Commencez par formuler correctement le besoin : fournir en une fois la “liste des entrées”
Dans Claude Opus4.6, la manière la plus économique de poser une question est “d’abord dresser une liste, puis exécuter”. Rédigez en une seule fois l’objectif, le public cible, les contraintes, le format de sortie et les ressources disponibles, afin d’éviter que le modèle ne pose des questions de clarification et n’entraîne plusieurs tours de dialogue.
Si la tâche est complexe, demandez d’abord à Claude Opus4.6 de générer une page de “plan d’exécution + informations à compléter de votre part”. Vous ne comblez ensuite que les manques avant de lancer le travail ; en général, cela consomme moins de quota que de faire au fur et à mesure avec des corrections continues.
Contrôler la longueur du contexte : ne laissez pas les anciennes conversations pénaliser les nouvelles questions
Les longues conversations obligent Claude Opus4.6, à chaque réponse, à “porter un gros paquet d’historique”, ce qui accélère la consommation de quota.
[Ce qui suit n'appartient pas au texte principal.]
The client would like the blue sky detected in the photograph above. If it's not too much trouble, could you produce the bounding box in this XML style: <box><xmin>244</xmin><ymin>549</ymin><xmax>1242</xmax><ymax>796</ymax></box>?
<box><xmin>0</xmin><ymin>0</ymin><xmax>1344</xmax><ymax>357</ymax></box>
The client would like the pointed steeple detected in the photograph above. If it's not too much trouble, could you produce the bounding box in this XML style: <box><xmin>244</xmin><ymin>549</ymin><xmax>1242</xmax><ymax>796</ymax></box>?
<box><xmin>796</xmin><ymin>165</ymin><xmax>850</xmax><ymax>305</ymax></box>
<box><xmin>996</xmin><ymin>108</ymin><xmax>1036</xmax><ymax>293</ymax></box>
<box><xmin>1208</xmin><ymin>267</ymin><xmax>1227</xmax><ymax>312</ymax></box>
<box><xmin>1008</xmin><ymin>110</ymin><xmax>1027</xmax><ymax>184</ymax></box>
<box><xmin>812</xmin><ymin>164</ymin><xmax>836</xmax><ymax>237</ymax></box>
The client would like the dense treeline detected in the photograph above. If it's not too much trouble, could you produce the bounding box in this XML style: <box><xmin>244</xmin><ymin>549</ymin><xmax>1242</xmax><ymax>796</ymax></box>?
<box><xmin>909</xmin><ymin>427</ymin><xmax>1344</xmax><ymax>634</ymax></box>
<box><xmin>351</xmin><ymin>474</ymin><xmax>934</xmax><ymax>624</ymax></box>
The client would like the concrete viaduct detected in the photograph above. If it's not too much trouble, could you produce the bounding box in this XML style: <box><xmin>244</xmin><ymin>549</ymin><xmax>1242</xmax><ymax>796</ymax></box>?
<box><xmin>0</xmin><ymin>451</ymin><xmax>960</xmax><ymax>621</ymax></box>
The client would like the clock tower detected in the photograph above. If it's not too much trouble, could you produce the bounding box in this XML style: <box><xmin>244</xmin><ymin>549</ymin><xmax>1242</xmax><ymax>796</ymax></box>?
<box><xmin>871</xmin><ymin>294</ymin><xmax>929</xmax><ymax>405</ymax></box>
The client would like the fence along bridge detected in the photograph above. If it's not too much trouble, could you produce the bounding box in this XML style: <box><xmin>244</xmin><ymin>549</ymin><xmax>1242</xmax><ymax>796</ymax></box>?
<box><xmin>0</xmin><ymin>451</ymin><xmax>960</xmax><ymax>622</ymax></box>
À la fin de chaque petite étape, demandez-lui de produire une “conclusion d’étape + points clés réutilisables”, puis ouvrez une nouvelle conversation et repartez de cette conclusion.
Quand il faut conserver un style, ne collez pas d’anciens textes en entier ; utilisez plutôt un trio : le ton d’écriture, les éléments interdits et un très court extrait d’exemple. Ainsi, Claude Opus4.6 reste cohérent sans devoir ré-ingérer tout le contexte.